Fearless
Page 23
“Yes . . .” I said.
“Do you remember what they did? What the weapon was?”
Don’t trust her! the voice was screaming. And kept screaming, all throughout our conversation.
My hand flew to my mouth. “Mind control,” I whispered, putting it together. “You said it could put thoughts in people’s heads.”
I felt monumentally stupid. The voice had never been Great Spirit, it wasn’t even my own thoughts. It was nanotech. “But how did they get in my brain? I thought I destroyed them all.”
“Since they’re airborne, they likely infected you during the explosion itself. They’ve been multiplying in your brain ever since. Has the voice been getting louder as time’s gone on?”
“Yes,” I said tentatively. I didn’t want to believe her, but I had trouble even hearing the words she was saying over all the yelling inside my brain.
I thought back on everything the voice had told me to do. To jump out of the cab when I should have been getting to safety. To escape that underground city and potentially expose myself to capture again. To meet with not one but three prophets, tell them everything, and remain in their prison. To bail on my mission at the stadium just when I was getting close. To . . . find my mother. To put off going into hiding and risk everything to find her.
I started to ask, “My mom . . .”
Dawn’s gaze grew sympathetic. “When you were first infected with these mind control parasites, it’s possible you could have had a brief hallucinatory experience. It would explain what you saw in the hospital, particularly combined with the oxygen deprivation caused by the fire. There was probably no woman there at all. And the bugs, the stronger they got, seized on something they knew would divert you from your goal. That’s how they work.”
“Parasites . . .” I said with horror, my mind consumed by the idea of something eating me from the inside.
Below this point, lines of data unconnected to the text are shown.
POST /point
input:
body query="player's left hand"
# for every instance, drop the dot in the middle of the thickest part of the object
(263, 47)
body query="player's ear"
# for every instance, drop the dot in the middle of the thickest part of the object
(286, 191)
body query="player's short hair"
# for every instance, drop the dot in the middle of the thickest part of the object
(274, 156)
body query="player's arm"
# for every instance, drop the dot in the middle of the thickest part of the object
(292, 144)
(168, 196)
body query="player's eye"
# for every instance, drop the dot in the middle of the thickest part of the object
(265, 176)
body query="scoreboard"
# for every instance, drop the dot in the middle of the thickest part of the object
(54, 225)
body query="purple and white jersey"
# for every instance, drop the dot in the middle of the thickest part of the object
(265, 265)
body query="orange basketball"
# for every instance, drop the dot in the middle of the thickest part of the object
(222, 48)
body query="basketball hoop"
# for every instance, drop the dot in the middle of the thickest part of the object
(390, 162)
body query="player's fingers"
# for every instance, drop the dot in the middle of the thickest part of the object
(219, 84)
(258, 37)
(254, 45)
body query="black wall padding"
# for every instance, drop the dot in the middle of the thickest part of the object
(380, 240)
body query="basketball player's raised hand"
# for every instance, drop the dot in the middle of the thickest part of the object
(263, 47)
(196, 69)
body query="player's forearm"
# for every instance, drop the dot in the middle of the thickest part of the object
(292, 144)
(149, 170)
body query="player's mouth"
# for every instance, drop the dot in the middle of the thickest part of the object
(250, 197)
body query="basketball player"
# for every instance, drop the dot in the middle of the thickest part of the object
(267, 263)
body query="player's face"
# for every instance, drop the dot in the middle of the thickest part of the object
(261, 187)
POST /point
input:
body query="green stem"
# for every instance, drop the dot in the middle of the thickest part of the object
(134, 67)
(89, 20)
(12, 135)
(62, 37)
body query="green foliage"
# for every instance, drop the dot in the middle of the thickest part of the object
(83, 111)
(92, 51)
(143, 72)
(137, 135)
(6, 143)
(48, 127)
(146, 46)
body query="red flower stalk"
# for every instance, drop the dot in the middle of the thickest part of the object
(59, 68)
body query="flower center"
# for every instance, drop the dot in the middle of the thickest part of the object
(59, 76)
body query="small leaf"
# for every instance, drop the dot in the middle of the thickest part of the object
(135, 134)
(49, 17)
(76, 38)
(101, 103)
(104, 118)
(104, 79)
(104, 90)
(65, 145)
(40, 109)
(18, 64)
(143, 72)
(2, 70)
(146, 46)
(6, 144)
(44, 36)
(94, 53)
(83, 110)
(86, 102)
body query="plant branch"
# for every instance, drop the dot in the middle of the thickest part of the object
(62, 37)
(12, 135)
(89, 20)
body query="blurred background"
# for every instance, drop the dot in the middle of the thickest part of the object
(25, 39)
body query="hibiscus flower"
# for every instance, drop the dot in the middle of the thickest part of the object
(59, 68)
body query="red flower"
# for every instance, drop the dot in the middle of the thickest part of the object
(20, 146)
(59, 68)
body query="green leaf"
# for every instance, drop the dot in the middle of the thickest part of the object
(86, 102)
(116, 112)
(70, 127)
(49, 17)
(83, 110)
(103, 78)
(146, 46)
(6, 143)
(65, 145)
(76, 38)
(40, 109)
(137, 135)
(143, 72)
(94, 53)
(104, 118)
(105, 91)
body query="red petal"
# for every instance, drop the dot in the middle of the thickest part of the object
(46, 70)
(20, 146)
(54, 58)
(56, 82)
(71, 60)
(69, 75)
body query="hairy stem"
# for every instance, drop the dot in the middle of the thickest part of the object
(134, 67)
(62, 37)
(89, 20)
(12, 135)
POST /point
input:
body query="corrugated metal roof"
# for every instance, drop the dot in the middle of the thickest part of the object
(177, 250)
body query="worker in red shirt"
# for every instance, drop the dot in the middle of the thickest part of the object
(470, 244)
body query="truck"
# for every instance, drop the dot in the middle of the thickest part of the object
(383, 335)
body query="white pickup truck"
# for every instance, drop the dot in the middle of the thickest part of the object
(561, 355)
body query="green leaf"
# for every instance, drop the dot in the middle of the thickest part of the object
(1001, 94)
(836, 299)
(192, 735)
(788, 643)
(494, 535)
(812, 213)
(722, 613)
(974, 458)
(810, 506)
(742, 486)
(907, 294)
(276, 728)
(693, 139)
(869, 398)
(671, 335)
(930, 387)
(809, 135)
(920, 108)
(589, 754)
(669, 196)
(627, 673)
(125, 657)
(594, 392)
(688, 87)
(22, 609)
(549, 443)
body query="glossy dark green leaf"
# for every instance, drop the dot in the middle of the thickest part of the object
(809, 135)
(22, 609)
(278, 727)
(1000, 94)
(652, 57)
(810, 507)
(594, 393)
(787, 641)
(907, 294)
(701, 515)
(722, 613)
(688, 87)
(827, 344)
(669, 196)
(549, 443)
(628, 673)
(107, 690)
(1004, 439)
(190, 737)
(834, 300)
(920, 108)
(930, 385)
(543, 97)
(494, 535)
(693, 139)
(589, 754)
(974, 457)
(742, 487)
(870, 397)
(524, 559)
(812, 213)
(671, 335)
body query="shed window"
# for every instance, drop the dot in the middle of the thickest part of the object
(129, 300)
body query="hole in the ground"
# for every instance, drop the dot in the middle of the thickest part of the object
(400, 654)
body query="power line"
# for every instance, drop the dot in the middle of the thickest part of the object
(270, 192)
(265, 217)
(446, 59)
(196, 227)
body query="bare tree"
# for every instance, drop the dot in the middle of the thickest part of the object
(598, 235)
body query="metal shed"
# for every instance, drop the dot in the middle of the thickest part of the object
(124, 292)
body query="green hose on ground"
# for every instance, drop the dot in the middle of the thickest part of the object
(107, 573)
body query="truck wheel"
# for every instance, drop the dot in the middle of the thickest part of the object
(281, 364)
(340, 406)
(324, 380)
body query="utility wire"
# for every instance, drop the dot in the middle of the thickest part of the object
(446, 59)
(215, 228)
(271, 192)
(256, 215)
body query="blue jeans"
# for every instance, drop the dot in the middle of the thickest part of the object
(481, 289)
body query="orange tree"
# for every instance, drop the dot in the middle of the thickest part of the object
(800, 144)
Dawn explained, “Have you ever heard of toxoplasma gondii?”
“No . . . ”
“It’s a parasite, a microscopic creature, that replicates in the intestinal systems of cats. A cat’s intestines are its home, and it’ll do anything to get back there.”
“Gross,” Zack said.
“When the parasite infects a mouse, it gets into its brain, and it makes that mouse less afraid of the smell of cat urine, of cats themselves. Meaning those mice become easier for cats to find and eat, leading the toxoplasma parasites, and the mouse along with them, right back to their breeding ground—the intestinal tract of a cat.”
I tried to wrap my parasite-filled mind around that. “You’re saying the bugs in my brain are leading me to my death?”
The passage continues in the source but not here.